Value investing, a strategy championed by renowned investor Warren Buffett, emphasizes the purchase of stocks that appear undervalued relative to their fundamental worth. While growth investing has garnered significant attention in recent years, the historical performance of value stocks has proven resilient and rewarding.

Notable investment managers like Josef Lakonishok and David Dreman advocate for a long-term investment perspective, suggesting that a methodical approach often yields better results than chasing rapid growth. Their comprehensive studies indicate that value investments typically outperform growth strategies about 70% of the time, irrespective of the company’s market capitalization. Over extended periods, their findings reveal that value stocks tend to deliver average annual returns exceeding 7%, surpassing growth stock performance.

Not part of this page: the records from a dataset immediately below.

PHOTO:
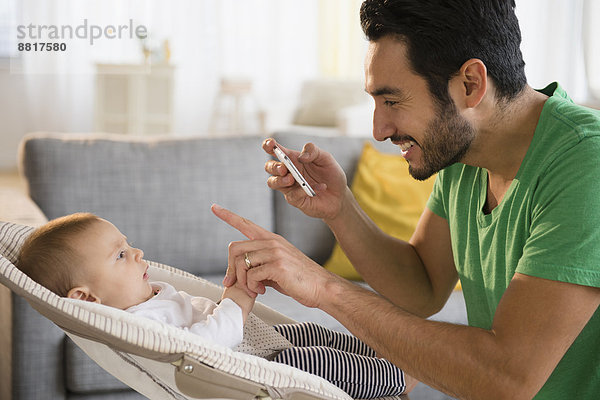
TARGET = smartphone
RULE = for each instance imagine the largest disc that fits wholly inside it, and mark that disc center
(294, 171)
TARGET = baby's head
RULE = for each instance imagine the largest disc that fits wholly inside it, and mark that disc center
(85, 257)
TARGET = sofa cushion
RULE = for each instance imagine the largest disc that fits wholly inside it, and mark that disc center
(157, 191)
(388, 194)
(82, 375)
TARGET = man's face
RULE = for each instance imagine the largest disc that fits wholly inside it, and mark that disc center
(431, 137)
(114, 271)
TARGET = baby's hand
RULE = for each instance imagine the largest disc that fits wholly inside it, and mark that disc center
(240, 297)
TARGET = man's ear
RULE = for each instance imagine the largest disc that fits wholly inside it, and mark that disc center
(469, 86)
(83, 293)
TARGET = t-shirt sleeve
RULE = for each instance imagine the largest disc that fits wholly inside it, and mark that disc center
(564, 241)
(436, 201)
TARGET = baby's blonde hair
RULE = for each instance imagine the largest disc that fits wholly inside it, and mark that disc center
(48, 255)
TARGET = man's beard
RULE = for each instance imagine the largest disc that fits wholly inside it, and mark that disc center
(447, 139)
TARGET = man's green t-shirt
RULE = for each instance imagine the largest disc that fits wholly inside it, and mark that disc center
(547, 225)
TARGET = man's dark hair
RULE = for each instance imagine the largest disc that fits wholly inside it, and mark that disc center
(441, 35)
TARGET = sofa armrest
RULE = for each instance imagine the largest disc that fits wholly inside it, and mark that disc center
(17, 207)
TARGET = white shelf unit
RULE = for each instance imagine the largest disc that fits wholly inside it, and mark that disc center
(134, 98)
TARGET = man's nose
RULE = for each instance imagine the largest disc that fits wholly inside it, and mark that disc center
(139, 254)
(383, 127)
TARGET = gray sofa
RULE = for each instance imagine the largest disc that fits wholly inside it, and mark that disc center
(158, 192)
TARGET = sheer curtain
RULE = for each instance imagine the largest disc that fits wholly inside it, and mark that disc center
(272, 42)
(277, 44)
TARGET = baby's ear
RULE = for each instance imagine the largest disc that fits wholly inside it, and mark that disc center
(82, 293)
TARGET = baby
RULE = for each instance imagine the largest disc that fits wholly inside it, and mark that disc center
(82, 256)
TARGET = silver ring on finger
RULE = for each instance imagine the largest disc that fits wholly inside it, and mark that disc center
(247, 261)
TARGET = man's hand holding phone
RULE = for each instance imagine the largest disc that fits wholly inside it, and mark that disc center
(310, 180)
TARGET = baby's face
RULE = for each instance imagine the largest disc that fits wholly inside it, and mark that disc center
(114, 271)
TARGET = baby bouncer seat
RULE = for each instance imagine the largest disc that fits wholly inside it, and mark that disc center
(156, 360)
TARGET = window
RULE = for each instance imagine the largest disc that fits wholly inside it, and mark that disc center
(8, 22)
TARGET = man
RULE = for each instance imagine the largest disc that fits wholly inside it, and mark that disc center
(513, 213)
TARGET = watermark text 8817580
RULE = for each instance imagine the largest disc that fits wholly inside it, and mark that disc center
(41, 46)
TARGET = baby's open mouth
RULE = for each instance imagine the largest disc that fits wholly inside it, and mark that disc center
(405, 146)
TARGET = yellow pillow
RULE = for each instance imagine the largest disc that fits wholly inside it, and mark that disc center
(393, 199)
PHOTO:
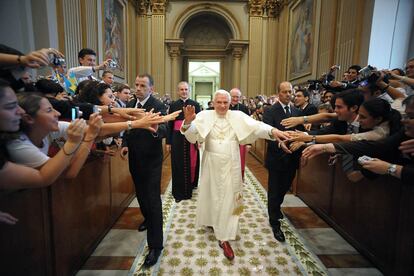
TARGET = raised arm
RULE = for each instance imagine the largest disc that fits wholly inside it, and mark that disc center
(316, 118)
(21, 177)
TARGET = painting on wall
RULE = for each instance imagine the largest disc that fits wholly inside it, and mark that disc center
(114, 35)
(301, 38)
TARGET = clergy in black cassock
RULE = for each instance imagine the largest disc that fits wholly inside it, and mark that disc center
(184, 155)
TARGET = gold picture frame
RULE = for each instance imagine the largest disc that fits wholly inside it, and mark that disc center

READ ALSO: 10 Companies that Just Raised their Dividends

In 2024, market gains within the Russell Index have been driven primarily by a select group of large-cap stocks, particularly the technology giants known as the “Magnificent Seven.” This cohort constitutes over 25% of the index and was responsible for nearly 40% of the index’s impressive 21% return during the first three quarters. However, recent trends indicate a shift toward value stocks, with the Russell Value Index climbing 9.4% in the third quarter, vastly outperforming the 3.2% increase of the Russell Growth Index, as reported by BlackRock.

Several factors underpin this shift. Improved employment figures, dwindling inflation rates, and the Federal Reserve’s recent move towards interest rate reductions have spurred greater investor confidence, contributing to a wider market uplift beyond just the dominant tech stocks. Sectors such as financial services, utilities, and real estate investment trusts (REITs), which are more reactive to interest rate changes, have particularly benefitted in this newly favorable economic climate.

Market analysts caution against aligning too closely with a single investment approach. JP Morgan points out that major tech companies are deeply integrated into both individual portfolios and broader indices, making the market highly susceptible to fluctuations driven by sector-specific events, such as the recent advancements in AI from competitors. However, they suggest that investors should not take aggressive positions against these tech leaders due to their significant market influence.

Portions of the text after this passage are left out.